The G20 in Rome | A Clash of Giants on AML/CFT Issues

One of the main issues on the agenda to be addressed in Rome at the G20 on 30 and 31 November 2021 will be to discuss the terrorist threat and terrorist financing about international security and common security developments with the recent events in Afghanistan.


The host countries at the G20 in Rome are Saudi Arabia, Argentina, Australia, Brazil, Canada, China, South Korea, France, Germany, Japan, India, Indonesia, Italy, Mexico, the United Kingdom, Russia, the United States, South Africa, Turkey, and the European Union. These are joined by Spain, which is a permanent G20 invitee. Each year, the Presidency invites several other countries to participate fully in the work of the G20 as guests, including the FATF, which participated in past editions in Venice. A number of international and regional organizations also take part, providing representation and contributions of great cultural value.

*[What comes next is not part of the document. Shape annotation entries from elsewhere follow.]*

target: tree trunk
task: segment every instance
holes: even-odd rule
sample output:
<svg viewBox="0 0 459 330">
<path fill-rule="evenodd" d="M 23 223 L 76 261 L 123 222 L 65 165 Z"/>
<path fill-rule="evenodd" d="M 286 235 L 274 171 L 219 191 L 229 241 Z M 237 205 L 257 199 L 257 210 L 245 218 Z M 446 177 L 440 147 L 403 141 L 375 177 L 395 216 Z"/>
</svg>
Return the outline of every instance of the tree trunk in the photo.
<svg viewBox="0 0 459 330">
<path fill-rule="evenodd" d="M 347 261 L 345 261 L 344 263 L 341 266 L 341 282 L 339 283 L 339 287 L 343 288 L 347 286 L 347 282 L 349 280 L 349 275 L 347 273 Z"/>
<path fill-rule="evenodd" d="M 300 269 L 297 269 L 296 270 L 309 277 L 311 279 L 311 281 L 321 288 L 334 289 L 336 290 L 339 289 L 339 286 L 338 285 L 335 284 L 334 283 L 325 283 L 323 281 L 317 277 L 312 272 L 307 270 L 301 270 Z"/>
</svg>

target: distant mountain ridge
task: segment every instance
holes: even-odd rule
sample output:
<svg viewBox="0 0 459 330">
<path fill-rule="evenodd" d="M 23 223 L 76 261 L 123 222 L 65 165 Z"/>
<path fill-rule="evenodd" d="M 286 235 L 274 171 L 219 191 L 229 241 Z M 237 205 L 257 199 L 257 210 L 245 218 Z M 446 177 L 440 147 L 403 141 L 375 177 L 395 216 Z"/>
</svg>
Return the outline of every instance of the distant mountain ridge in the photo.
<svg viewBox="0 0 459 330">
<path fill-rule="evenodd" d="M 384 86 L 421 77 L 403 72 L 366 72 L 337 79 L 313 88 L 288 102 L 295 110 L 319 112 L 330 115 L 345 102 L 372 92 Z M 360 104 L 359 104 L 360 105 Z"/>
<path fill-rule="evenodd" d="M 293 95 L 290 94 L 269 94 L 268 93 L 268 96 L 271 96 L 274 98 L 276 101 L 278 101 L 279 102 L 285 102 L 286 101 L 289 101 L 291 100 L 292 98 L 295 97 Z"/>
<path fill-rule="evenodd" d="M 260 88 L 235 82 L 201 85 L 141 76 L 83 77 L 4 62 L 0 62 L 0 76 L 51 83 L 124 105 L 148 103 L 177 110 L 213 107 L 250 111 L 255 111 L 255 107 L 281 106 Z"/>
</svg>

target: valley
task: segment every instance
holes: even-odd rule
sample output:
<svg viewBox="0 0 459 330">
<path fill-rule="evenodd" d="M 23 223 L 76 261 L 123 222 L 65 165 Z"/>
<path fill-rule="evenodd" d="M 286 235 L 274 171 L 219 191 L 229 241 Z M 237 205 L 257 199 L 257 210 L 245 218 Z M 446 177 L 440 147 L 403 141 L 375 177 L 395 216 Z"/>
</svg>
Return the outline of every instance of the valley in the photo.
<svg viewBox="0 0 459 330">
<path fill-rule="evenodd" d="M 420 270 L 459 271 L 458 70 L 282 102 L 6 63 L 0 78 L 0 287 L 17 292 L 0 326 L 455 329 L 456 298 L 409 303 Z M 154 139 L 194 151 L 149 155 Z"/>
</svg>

A busy agenda for the various Heads of State, the subject of this session will be the 3 P's: People, Planet and Prosperity.


Among the various speeches, in particular, are expected: the words of Indian Prime Minister Narendra Modi for the 26th meeting of the Conference the said that the G20 is pursuing a comprehensive economic agenda, but India "will not fail to raise issues such as cross-border terrorism and terrorism-related activities." The session is also expected to feature FATF representatives on environmental protection and circular economy issues with new technologies, as happened earlier in the G20's previous session in Venice. In fact, in a recent publication, the Financial Action Task Force (FATF) has expressed its willingness to increase the pressure on member countries to adopt ad hoc regulations on the traceability of cryptocurrencies. In particular, this updated publication mentioned for the first time non-fungible tokens (NFT), decentralized finance (Defi), peer-to-peer (P2P) trading, and stablecoins.


The FATF, which provides AML/CFT advice and policy-making for the G7, the Organization for Economic Cooperation and Development, and other multinational organizations, has issued a set of 2019 guidelines, including the highly criticized Travel Rule cryptocurrency exchange reporting protocol. In a document released today, the FATF said it has updated and improved its guidelines to "incorporate and replace the 2019 guidance."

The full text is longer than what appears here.